Natalie Sabanadze became Georgia's ambassador to Belgium, Luxembourg and the head of the Georgian mission to the European Union in May, 2013. Prior to assuming her current position, Sabanadze worked as the senior advisor to the OSCE High Commissioner on National Minorities in The Hague. She held a number of posts with the OSCE HCNM, including head of Central and South East Europe section and more recently, head of Eastern Europe, Caucasus and Central Asia section.

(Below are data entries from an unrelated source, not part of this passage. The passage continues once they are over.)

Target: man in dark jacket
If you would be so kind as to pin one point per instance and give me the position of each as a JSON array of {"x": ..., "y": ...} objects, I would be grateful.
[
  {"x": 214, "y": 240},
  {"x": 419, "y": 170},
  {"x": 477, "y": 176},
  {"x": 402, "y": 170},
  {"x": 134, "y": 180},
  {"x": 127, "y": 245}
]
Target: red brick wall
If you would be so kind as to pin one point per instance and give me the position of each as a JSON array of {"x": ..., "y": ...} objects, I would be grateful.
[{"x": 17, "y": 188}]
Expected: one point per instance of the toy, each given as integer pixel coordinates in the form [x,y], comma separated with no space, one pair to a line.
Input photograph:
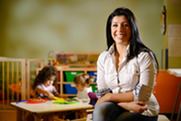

Born 31 August 1975, Sabanadze studied at Swarthmore and Mount Holyoke Colleges in the United States, before obtaining her Master's in International Relations with distinction at the London School of Economics in 1999. Sabanadze then served as political officer at the US Embassy in Tbilisi. In 2005, she completed her doctorate in Politics and International Relations at Oxford University, where she was a Dulverton Scholar. She has held visiting research fellowships at the European Centre for Minority Issues in Flensburg, Germany and at the Universidad de Deusto in Bilbao, Spain.
Sabanadze has written and lectured extensively on questions of post-communist transition, political theory, nationalism, ethnic conflict and national minorities. In 2009 she published a book Globalisation and Nationalism: The Cases of Georgia and Basque Country and in 2010 co-edited a volume with Francesco Palermo National Minorities in Inter-State Relations.